Here Dick wrung my hand, calling himself all the knaves unspeakable for letting me take a risk which he was pleased to call his own; and with that I stepped out into the firelight and was fair afoot in the enemy's camp.


XXVIII
IN WHICH I SADDLE THE BLACK MARE

Having so good a disguise, the thing I had set myself to do would seem to ask for little more than peaceful boldness held in check by common caution.
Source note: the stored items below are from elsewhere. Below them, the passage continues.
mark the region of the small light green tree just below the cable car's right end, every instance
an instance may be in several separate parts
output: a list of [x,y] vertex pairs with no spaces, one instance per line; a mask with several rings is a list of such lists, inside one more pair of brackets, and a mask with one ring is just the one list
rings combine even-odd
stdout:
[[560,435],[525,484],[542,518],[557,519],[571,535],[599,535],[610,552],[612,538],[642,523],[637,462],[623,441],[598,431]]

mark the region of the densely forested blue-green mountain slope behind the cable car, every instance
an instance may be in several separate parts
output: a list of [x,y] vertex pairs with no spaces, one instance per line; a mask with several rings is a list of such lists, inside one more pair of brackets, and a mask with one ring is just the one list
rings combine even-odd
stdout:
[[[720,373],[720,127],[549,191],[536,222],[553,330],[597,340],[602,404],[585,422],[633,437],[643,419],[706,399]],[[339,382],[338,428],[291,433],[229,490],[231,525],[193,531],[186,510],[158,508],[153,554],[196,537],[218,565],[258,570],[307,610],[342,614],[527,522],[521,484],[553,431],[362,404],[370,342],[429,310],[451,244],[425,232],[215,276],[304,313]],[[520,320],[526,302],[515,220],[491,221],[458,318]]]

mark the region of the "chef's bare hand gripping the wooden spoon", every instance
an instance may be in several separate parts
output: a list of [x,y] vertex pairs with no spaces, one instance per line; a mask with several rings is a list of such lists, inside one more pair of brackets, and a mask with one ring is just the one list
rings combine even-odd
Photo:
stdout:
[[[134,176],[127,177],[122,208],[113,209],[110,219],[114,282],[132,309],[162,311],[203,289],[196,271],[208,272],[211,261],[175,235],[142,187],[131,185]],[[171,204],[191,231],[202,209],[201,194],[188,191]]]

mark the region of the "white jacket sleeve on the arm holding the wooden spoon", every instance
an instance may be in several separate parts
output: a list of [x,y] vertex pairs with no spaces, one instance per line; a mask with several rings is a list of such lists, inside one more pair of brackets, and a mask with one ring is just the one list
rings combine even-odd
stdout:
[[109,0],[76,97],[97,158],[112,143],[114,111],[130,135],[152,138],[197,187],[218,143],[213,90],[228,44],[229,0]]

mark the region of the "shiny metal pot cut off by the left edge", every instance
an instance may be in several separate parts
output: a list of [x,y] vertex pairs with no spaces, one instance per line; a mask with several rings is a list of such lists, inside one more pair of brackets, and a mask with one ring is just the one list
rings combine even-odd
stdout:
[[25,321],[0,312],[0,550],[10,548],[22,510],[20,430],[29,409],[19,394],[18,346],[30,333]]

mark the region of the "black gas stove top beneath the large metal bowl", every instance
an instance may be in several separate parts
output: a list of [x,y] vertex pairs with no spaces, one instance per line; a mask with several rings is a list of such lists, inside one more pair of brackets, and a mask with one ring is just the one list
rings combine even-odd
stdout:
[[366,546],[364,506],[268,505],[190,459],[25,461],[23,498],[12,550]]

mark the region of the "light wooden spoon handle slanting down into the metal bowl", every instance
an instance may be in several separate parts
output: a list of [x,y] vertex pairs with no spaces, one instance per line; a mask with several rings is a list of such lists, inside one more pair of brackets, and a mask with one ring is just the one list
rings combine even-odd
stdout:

The point where I had broken cover to step into the circle of fire light was nearly equidistant from the Englishmen's camp on the right and the horse meadow on the left, so I had not to pass within recognition range of the great fire; indeed, I might have skulked in the laurel cover all the way, thus coming to the horses unseen by any, but that I was afraid Falconnet might miss his trooper. So I thought it best to show myself discreetly.

Copying our captive's lounging stride, I first held a sauntering course down to the stream's edge, keeping the great camp-fire and the droning Indian hive well to the right and far enough aloof to baffle any over-curious eye at either. Coming to the stream without mishap, I stopped and made a feint of drinking; after which I crossed and climbed slowly toward the makeshift powder magazine.

As I have said, the camp was pitched in a small savanna or natural clearing on the right bank of the little river. This clearing was hedged about by the forest on three sides, and backed by the densely wooded steeps and crags of the western cliff. I guessed the compass of it to be something more than an acre; not greatly more, since the fire at the troop camp lighted all its boundaries.

On the left or opposite bank of the stream there was no intervale at all. The ground rose sharply from the water's edge in a rough hillside thickly studded and bestrewn with boulders great and small; fallen cleavings and hewings from the crags of the eastern cliff. 'Twas at the foot of one of the boulders, a huge overhanging mass of weather-riven rock facing the camp, that the powder cargo was sheltered; so isolated to be out of danger from the camp-fires.

From the hillside just below this powder rock I could look back upon the camp en enfilade, as an artilleryman would say. Nearest at hand was the half-moon of Indian lodges with the hollow of the crescent facing the stream, and a caldron fire burning in the midst. Around the fire a ring of warriors naked to the breech-clout kept time in a slow shuffling dance to a monotonous chanting; and for onlookers there was an outer ring of squatting figures—the visiting Tuckaseges, as I supposed.